"I mean the moral surroundings." Then, at my pause, "I mean, are you yourself a Christian woman?"

This was no Major Lobley. It is certain that she cared not a pin whether I was "saved." She merely had it in mind to do her duty by her flock. It was her duty to see that the poor, whose condition was to be improved, were placed in Christian homes.

Being perhaps the better satisfied on this point, for a rather faltering answer on my part, she sent a mild-eyed assistant for "Mamie Faffelfinger."

She meanwhile explained in a businesslike way that Mamie was a Catholic, brought up in an orphan asylum; her child was not a year old; "the man"—(so the matron designated him curtly)—was not her husband.

"You mean she would wish a home for the child too?"

The full-eyed woman ceased turning her pencil between her thumb and fingers on the desk and gave me an aggressive look.

"Certainly. Most of these people haven't a crust to live on. If you do not wish to employ that kind, there are the employment bureaus."
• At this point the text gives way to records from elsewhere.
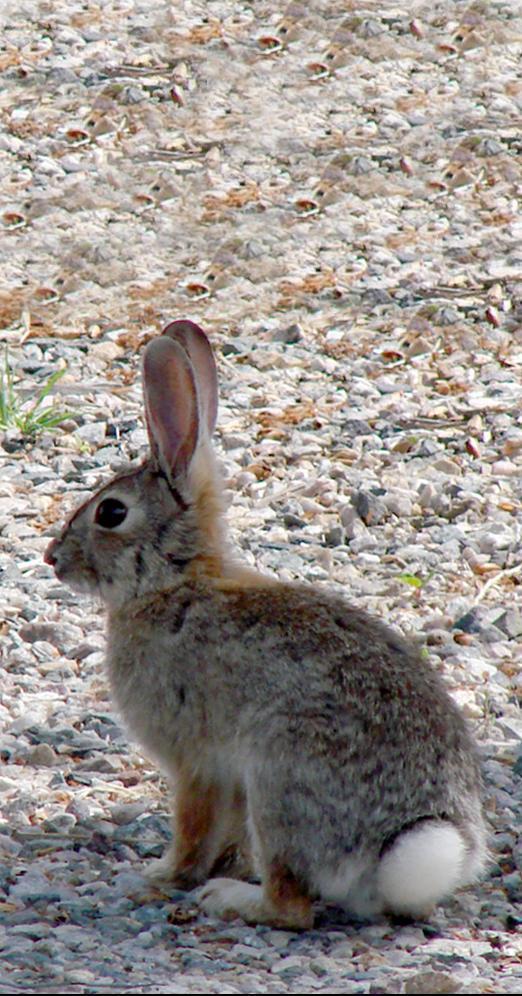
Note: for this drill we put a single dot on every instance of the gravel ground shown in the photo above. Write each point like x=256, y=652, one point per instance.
x=333, y=191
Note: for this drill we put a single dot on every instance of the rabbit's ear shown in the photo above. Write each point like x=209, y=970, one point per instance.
x=196, y=344
x=171, y=405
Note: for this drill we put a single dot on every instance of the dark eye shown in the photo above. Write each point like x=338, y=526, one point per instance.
x=110, y=513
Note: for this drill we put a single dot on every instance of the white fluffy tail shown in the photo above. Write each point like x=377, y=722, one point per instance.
x=422, y=867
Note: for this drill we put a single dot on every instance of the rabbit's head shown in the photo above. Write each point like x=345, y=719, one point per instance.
x=140, y=531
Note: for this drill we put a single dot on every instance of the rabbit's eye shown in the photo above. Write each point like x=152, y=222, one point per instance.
x=110, y=513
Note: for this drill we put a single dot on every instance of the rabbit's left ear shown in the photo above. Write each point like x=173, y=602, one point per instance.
x=171, y=406
x=199, y=350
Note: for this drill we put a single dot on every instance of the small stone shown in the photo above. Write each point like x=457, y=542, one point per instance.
x=41, y=756
x=432, y=983
x=289, y=335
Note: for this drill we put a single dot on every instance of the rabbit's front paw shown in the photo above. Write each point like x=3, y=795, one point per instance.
x=166, y=870
x=227, y=899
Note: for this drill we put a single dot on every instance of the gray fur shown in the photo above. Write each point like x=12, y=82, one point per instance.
x=315, y=735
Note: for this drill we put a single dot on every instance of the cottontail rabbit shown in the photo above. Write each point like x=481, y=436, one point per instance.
x=287, y=720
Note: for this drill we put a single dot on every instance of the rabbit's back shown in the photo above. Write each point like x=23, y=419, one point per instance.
x=299, y=683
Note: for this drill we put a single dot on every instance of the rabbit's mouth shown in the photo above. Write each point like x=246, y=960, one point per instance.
x=80, y=578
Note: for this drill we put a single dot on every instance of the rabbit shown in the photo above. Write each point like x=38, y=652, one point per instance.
x=314, y=753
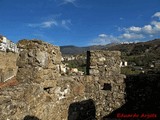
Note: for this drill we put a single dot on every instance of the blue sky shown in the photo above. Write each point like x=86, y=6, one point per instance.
x=80, y=22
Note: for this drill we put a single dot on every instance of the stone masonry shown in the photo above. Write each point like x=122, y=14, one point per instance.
x=42, y=92
x=8, y=68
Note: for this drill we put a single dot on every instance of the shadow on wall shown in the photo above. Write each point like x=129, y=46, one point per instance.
x=28, y=117
x=142, y=99
x=84, y=110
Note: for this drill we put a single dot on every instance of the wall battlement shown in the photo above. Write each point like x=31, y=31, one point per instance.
x=42, y=92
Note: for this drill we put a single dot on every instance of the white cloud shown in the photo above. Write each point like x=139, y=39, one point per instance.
x=156, y=24
x=103, y=39
x=157, y=14
x=102, y=35
x=64, y=23
x=131, y=36
x=45, y=24
x=69, y=2
x=132, y=33
x=134, y=29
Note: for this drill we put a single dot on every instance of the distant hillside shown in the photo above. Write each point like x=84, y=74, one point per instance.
x=140, y=54
x=72, y=50
x=140, y=48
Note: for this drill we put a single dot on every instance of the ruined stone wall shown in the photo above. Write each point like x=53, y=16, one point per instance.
x=8, y=68
x=38, y=61
x=43, y=93
x=104, y=67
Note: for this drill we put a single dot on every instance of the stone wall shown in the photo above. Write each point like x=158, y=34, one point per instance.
x=8, y=68
x=38, y=61
x=44, y=94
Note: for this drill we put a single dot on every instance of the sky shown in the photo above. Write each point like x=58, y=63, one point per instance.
x=80, y=22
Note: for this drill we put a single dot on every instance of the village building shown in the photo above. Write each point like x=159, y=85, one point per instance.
x=7, y=45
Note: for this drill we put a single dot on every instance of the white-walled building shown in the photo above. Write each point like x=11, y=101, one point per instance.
x=7, y=45
x=123, y=64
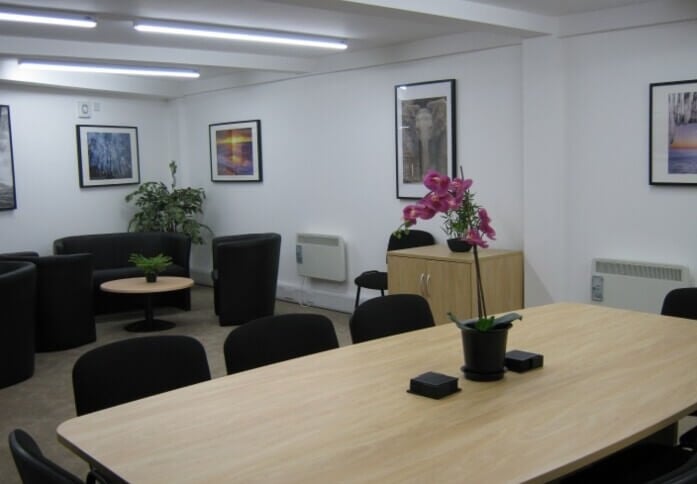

So they dawned on me like a blessing. These were not parvenu poor who had been to school in Paris, who would insist on unsubstantial desserts. Here were no head-dressy old fairies of questionable powers; these were no exotic fruits of the "gardens of Proserpine"; here was the good salt brine, here the ancient tides of reality—"the surge and thunder of the Odyssey."

Meanwhile the matron was speaking:—

"The man is not her husband. But if you are a Christian, I am sure you have no narrow scruples as to that. He drinks. She is half-starved. I have told her we will get her and the child a place, if she will promise to leave him." She glanced at the open doorway of her tiny office: "Yes, Mamie, come in."